Ideally, Hunter says, it would be desirable to have a high volumetric power density (the amount of power stored in a given volume) and high volumetric energy density (the amount of energy in a given volume). “Nobody’s figured out how to do that,” he says. However, with the new device, “We have fairly high volumetric power density, medium energy density, and a low cost,” a combination that could be well suited for many applications.

Niobium is a fairly abundant and widely used material, Mirvakili says, so the whole system should be inexpensive and easy to produce. “The fabrication cost is cheap,” he says. Other groups have made similar supercapacitors using carbon nanotubes or other materials, but the niobium yarns are stronger and 100 times more conductive. Overall, niobium-based supercapacitors can store up to five times as much power in a given volume as carbon nanotube versions.

Niobium also has a very high melting point — nearly 2,500 degrees Celsius — so devices made from these nanowires could potentially be suitable for use in high-temperature applications.

In addition, the material is highly flexible and could be woven into fabrics, enabling wearable forms; individual niobium nanowires are just 140 nanometers in diameter — 140 billionths of a meter across, or about one-thousandth the width of a human hair.

So far, the material has been produced only in lab-scale devices. The next step, already under way, is to figure out how to design a practical, easily manufactured version, the researchers say.

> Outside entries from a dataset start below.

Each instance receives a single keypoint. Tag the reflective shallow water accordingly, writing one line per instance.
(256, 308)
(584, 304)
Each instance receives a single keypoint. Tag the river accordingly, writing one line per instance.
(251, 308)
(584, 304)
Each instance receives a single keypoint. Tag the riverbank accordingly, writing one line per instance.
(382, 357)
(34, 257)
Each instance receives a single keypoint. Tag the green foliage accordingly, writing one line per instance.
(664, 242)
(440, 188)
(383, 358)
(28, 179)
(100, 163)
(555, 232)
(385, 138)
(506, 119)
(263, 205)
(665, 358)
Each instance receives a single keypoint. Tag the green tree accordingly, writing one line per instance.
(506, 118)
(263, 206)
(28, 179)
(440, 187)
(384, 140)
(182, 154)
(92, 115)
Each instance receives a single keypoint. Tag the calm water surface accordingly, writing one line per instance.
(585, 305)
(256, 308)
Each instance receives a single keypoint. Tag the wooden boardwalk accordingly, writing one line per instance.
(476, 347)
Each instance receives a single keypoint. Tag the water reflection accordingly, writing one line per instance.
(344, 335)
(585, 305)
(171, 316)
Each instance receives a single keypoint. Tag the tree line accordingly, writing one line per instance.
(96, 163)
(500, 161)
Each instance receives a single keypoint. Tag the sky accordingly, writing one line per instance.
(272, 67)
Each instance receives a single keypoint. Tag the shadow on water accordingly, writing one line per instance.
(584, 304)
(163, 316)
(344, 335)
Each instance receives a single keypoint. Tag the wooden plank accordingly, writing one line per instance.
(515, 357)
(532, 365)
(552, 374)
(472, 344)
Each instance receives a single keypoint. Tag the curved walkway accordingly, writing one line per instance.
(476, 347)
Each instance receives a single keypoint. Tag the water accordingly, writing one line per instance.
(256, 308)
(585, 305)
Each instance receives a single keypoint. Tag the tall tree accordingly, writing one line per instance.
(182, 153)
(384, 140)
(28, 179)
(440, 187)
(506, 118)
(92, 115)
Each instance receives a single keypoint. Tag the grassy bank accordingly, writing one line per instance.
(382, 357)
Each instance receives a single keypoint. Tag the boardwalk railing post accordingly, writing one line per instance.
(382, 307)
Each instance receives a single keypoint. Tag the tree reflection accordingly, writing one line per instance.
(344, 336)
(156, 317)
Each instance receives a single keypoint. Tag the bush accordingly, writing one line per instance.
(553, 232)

“The work is very significant in the development of smart fabrics and future wearable technologies,” says Geoff Spinks, a professor of engineering at the University of Wollongong, in Australia, who was not associated with this research. This paper, he adds, “convincingly demonstrates the impressive performance of niobium-based fiber supercapacitors.”

The team also included PhD student Mehr Negar Mirvakili and professors Peter Englezos and John Madden, all from the University of British Columbia.